Das behauptete Fortleben von Nazi-Seilschaften in den fünfziger Jahren wird in der Figur des Industriellen Otto Franck (Markus Boysen) verdichtet: Franck machte Waffengeschäfte mit den Nazis, nun verkauft er seine Waffen nach Asien. Die schwierige Beziehung Joachims zu seinem Vater Otto Franck wird darüber hinaus als eine Vorwegnahme der 68er Generation gezeichnet. In „Ku'damm 56“ erscheint die jüngere Generation als ein Vorgriff auf die Rebellion, die ein Dutzend Jahre später allgegenwärtig sein wird: Monika kämpft für eine Gleichberechtigung, die in ihren Augen insbesondere in sexueller Selbstbestimmung besteht, Freddy für ein neues Lebensgefühl, das sich vor allem in den „fragwürdigen Kreisen“ um den Rock 'n' Roll abspielt. Joachim bewegt sich wiederum auf der Suche nach einem Lebensentwurf, der ihn möglichst weit weg vom dominierenden Vater führt.

In „Ku'damm 56“ werden aus heutiger Sicht die 1950er Jahre – oder allgemeiner die Adenauer-Ära – nicht als „heile Welt“ angesehen. Ober besser: Dieser Zeit wird vorgeworfen, eine scheinheile oder -heilige Fassade aufgebaut zu haben. Hinter der oberflächlichen Betulichkeit hätten aber die Moral- und Wertevorstellungen bereits Risse gezeigt. Denn solche Vorstellungen seien lediglich nach außen gewahrt geblieben. Hinter der Fassade sei bereits eine (insbesondere sexuelle) Befreiung in Gang gewesen, weswegen sich dieses Jahrzehnt durch Heuchelei ausgezeichnet habe.
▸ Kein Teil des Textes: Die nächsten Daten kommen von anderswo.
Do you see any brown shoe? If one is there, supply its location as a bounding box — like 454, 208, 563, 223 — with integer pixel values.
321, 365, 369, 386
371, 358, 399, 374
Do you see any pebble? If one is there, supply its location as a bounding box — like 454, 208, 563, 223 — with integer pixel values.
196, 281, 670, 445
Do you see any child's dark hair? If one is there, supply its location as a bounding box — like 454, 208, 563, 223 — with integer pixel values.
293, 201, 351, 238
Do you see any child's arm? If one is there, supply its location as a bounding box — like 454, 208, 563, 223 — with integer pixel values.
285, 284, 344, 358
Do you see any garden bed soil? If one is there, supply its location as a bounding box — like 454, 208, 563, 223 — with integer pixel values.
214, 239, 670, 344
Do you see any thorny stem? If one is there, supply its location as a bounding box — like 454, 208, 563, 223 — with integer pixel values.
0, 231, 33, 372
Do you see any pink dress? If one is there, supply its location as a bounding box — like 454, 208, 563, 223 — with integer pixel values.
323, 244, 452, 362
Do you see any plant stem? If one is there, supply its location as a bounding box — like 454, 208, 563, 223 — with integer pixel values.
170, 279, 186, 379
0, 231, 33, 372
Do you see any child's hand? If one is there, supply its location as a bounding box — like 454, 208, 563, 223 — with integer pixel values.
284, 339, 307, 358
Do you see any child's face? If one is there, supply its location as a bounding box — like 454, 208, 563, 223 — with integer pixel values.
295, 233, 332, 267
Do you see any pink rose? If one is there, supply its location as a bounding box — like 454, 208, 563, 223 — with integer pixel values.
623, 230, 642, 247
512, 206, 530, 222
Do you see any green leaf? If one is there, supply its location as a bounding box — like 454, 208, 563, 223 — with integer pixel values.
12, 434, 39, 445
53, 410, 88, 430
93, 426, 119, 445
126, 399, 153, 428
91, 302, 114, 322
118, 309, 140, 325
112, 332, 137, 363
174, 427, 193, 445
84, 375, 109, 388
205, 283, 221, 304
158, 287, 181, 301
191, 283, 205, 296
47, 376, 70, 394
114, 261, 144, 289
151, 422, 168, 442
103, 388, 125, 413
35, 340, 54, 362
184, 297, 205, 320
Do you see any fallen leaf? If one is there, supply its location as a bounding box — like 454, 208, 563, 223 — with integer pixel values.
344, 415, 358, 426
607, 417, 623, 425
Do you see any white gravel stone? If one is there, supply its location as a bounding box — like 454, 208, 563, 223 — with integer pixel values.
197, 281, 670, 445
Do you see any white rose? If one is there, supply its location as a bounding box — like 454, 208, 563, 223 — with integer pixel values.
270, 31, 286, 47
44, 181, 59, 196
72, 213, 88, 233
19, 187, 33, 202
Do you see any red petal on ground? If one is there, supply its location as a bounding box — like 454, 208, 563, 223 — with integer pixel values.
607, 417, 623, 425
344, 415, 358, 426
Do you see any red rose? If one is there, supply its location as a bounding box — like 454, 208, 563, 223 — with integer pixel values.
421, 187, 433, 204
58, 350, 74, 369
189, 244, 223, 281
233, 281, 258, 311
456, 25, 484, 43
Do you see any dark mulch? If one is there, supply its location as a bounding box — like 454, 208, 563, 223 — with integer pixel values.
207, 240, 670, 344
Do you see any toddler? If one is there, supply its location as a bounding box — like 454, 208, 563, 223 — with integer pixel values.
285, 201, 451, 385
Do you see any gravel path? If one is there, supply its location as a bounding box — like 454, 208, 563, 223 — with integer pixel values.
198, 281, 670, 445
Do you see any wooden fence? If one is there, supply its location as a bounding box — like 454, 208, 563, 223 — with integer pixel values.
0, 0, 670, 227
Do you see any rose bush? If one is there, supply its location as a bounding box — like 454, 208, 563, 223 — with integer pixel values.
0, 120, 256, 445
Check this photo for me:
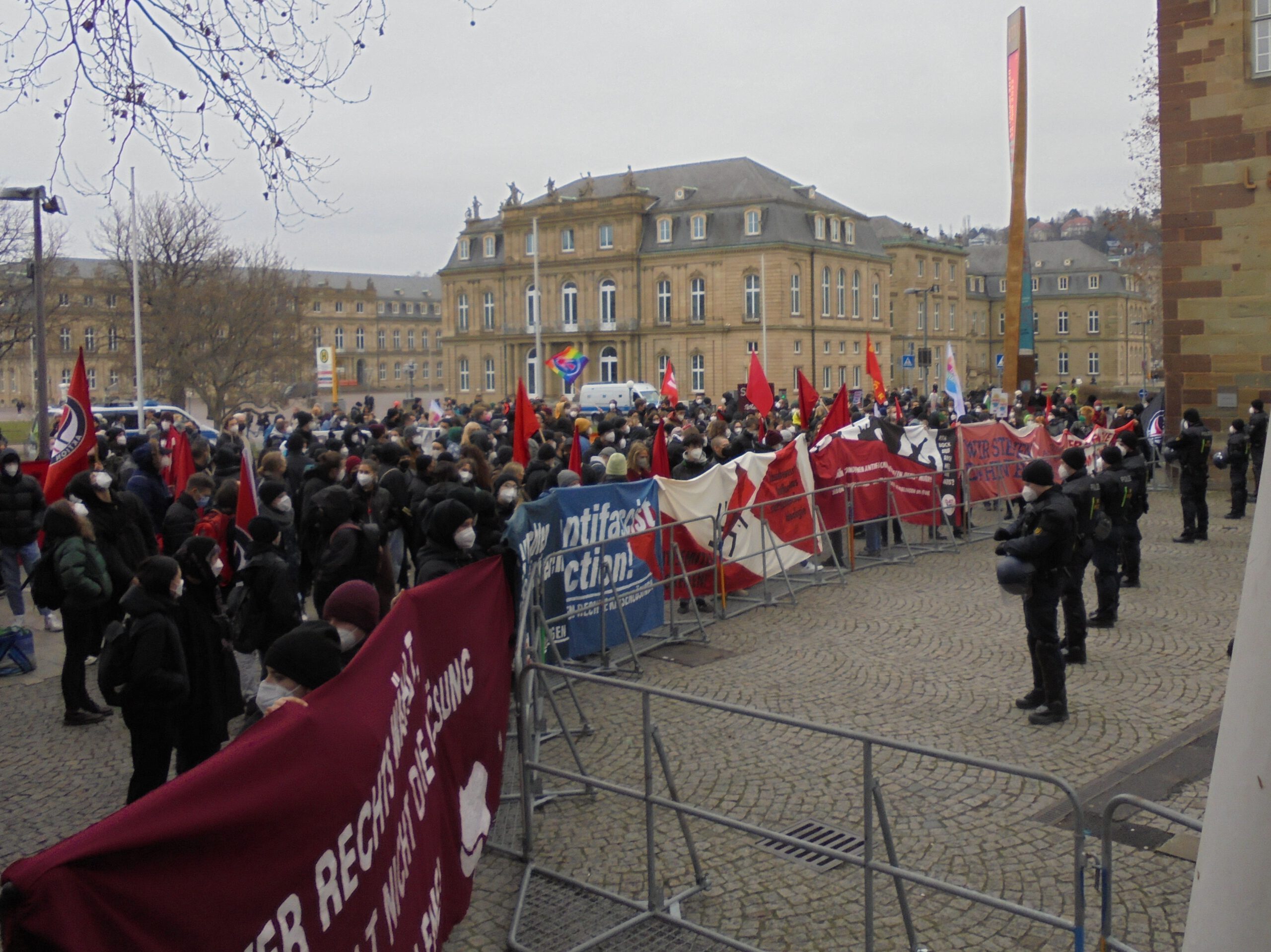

Dies mag für einen Teil der Gesellschaft zutreffen. Dies aber als Merkmal der deutschen Gesellschaft in den 1950er Jahren darzustellen, scheint eher die heutige Sicht der Autoren von „Ku'damm 56“ abzubilden als die historische Realität. Darüber hinaus scheinen die Autoren das politisch unkorrekte Diktum von Nicolás G. Dávila nicht zu kennen: „Der Niedergang einer Kultur zeigt sich im Niedergang der Heuchelei.“ Denn nur eine auf Moralvorstellungen aufgebaute Gesellschaft kann sie auch vorheucheln.